Normalization method for metabolomics data using optimal selection of multiple internal standards

Abstract
Background: Success of metabolomics as the phenotyping platform largely depends on its ability to detect various sources of biological variability. Removal of platform-specific sources of variability such as systematic error is therefore one of the foremost priorities in data preprocessing. However, chemical diversity of molecular species included in typical metabolic profiling experiments leads to different responses to variations in experimental conditions, making normalization a very demanding task. Results: With the aim to remove unwanted systematic variation, we present an approach that utilizes variability information from multiple internal standard compounds to find optimal normalization factor for each individual molecular species detected by metabolomics approach (NOMIS). We demonstrate the method on mouse liver lipidomic profiles using Ultra Performance Liquid Chromatography coupled to high resolution mass spectrometry, and compare its performance to two commonly utilized normalization methods: normalization by l 2 norm and by retention time region specific standard compound profiles. The NOMIS method proved superior in its ability to reduce the effect of systematic error across the full spectrum of metabolite peaks. We also demonstrate that the method can be used to select best combinations of standard compounds for normalization.

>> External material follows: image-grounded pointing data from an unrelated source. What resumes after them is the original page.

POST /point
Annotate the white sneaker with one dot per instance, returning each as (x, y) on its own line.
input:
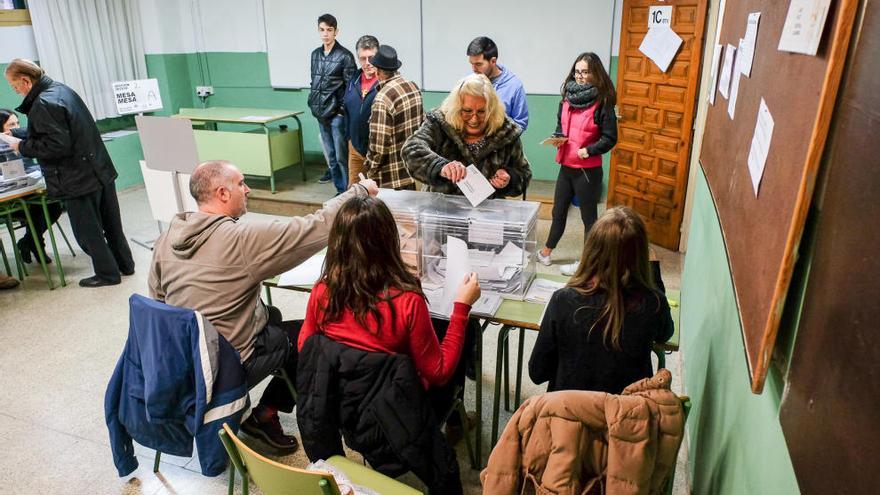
(568, 269)
(544, 260)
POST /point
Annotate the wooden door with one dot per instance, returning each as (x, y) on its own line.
(649, 165)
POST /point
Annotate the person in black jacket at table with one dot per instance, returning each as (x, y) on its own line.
(598, 330)
(332, 66)
(62, 135)
(26, 245)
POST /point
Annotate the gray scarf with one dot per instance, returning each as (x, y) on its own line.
(580, 95)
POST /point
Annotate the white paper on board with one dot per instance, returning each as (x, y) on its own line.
(803, 26)
(713, 84)
(751, 38)
(660, 45)
(734, 84)
(760, 145)
(726, 71)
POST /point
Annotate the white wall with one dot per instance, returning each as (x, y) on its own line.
(17, 42)
(190, 26)
(615, 30)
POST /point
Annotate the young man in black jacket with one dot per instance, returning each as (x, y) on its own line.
(62, 135)
(332, 66)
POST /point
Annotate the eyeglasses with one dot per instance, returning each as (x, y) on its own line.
(467, 113)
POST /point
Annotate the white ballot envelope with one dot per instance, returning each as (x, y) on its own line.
(475, 187)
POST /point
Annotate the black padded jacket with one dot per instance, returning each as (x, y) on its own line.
(62, 135)
(377, 402)
(330, 74)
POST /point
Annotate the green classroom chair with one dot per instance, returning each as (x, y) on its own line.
(275, 478)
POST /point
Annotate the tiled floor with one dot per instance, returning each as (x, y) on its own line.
(58, 349)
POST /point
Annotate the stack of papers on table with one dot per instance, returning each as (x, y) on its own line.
(305, 274)
(542, 289)
(497, 272)
(486, 305)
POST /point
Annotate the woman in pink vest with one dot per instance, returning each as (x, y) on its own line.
(586, 118)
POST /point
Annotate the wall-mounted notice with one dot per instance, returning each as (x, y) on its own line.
(660, 15)
(803, 26)
(734, 83)
(726, 70)
(660, 45)
(137, 96)
(760, 145)
(713, 84)
(748, 54)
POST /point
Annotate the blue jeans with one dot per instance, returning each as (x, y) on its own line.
(335, 151)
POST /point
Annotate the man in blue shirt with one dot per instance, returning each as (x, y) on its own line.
(483, 57)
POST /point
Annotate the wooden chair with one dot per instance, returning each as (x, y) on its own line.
(280, 373)
(275, 478)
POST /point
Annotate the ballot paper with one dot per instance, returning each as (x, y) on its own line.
(760, 145)
(713, 84)
(475, 187)
(748, 48)
(458, 265)
(554, 140)
(734, 84)
(485, 232)
(803, 26)
(6, 138)
(726, 71)
(542, 289)
(305, 274)
(660, 45)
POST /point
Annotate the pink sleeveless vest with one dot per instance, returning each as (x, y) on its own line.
(581, 129)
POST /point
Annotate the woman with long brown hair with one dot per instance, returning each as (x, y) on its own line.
(597, 331)
(368, 299)
(587, 120)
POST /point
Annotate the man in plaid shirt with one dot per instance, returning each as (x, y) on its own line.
(397, 113)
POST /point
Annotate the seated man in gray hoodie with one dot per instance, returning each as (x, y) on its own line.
(211, 262)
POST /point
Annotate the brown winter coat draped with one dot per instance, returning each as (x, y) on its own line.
(575, 442)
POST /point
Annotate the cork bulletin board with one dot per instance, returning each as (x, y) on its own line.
(761, 232)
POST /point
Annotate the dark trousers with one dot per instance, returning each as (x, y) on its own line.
(40, 225)
(97, 227)
(274, 348)
(442, 396)
(586, 185)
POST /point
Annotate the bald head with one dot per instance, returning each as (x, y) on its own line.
(218, 187)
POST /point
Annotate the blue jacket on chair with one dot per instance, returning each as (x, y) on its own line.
(177, 379)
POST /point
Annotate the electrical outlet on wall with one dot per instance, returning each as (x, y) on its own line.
(203, 91)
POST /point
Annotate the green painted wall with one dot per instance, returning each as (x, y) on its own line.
(736, 441)
(242, 79)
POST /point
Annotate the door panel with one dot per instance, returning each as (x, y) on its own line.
(650, 162)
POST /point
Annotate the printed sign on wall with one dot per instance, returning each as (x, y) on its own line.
(137, 96)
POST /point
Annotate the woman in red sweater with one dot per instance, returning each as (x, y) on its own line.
(586, 118)
(368, 299)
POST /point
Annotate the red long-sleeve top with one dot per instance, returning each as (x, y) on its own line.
(411, 332)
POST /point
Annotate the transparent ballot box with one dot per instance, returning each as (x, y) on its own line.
(500, 236)
(406, 206)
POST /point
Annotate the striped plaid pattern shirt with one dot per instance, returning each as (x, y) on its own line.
(396, 114)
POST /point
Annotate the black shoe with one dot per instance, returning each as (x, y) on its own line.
(96, 281)
(455, 432)
(29, 252)
(270, 431)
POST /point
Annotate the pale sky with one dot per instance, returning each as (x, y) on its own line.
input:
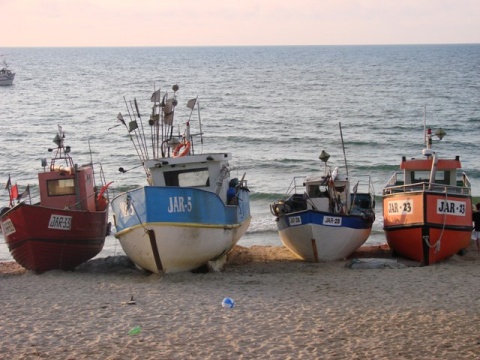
(29, 23)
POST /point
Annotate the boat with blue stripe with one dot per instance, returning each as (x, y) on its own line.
(192, 212)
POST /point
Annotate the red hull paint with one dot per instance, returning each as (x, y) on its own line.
(42, 239)
(405, 231)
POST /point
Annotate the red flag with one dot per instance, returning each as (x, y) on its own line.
(25, 193)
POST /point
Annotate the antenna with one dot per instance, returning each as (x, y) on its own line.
(343, 147)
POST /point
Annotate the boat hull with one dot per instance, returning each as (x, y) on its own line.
(175, 229)
(426, 226)
(318, 236)
(42, 239)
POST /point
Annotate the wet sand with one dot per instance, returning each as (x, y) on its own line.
(284, 309)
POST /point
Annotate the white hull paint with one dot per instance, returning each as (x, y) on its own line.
(180, 247)
(312, 242)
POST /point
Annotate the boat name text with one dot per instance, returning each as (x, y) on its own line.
(332, 221)
(179, 204)
(295, 220)
(8, 228)
(450, 207)
(402, 207)
(60, 222)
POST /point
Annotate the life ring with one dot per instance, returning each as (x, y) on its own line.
(186, 148)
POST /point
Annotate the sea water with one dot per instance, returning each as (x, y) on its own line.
(275, 108)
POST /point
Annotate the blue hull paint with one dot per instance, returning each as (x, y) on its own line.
(180, 205)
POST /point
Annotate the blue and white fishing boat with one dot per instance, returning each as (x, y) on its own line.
(321, 218)
(191, 212)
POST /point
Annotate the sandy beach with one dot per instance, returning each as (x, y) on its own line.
(284, 309)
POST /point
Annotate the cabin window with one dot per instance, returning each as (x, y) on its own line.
(188, 178)
(61, 187)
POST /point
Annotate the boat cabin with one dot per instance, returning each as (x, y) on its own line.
(209, 172)
(323, 196)
(67, 187)
(431, 173)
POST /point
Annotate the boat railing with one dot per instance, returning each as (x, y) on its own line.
(427, 186)
(393, 181)
(296, 186)
(363, 184)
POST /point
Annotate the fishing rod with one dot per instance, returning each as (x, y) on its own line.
(123, 171)
(343, 147)
(139, 152)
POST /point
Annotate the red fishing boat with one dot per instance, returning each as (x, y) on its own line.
(427, 208)
(69, 224)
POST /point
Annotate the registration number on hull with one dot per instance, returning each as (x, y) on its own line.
(451, 207)
(60, 222)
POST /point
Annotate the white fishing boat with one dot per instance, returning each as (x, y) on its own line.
(191, 212)
(6, 75)
(322, 218)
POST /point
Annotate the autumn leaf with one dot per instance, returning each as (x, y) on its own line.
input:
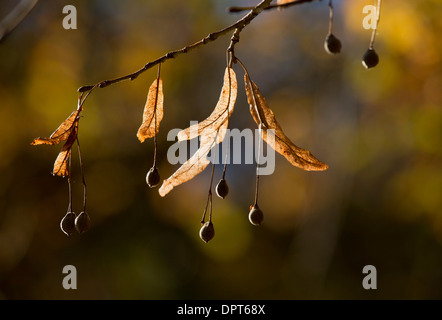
(60, 165)
(212, 132)
(67, 131)
(272, 132)
(152, 109)
(279, 2)
(62, 133)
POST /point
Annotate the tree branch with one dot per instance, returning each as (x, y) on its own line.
(237, 26)
(270, 7)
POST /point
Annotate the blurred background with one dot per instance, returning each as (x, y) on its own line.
(379, 130)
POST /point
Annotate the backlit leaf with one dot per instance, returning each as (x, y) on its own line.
(212, 131)
(272, 132)
(152, 109)
(62, 133)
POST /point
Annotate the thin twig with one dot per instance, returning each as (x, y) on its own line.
(240, 24)
(270, 7)
(378, 18)
(330, 24)
(155, 116)
(82, 174)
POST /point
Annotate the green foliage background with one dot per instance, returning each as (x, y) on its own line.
(379, 130)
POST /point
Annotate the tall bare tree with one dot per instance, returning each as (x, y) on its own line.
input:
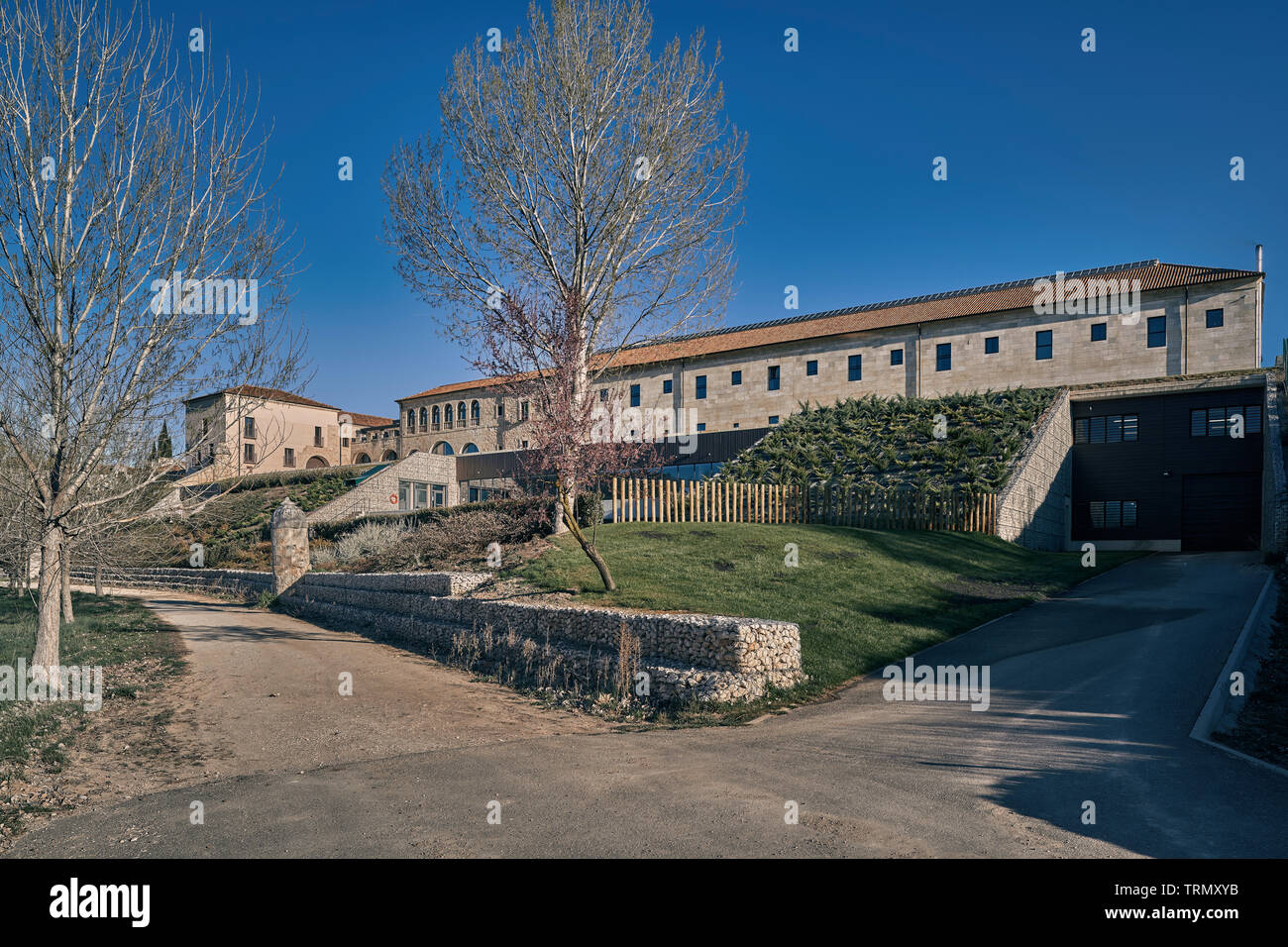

Conclusion: Depending on experiment design and biological matrix, the NOMIS method is applicable either as a one-step normalization method or as a two-step method where the normalization parameters, influenced by variabilities of internal standard compounds and their correlation to metabolites, are first calculated from a study conducted in repeatability conditions. The method can also be used in analytical development of metabolomics methods by helping to select best combinations of standard compounds for a particular biological matrix and analytical platform.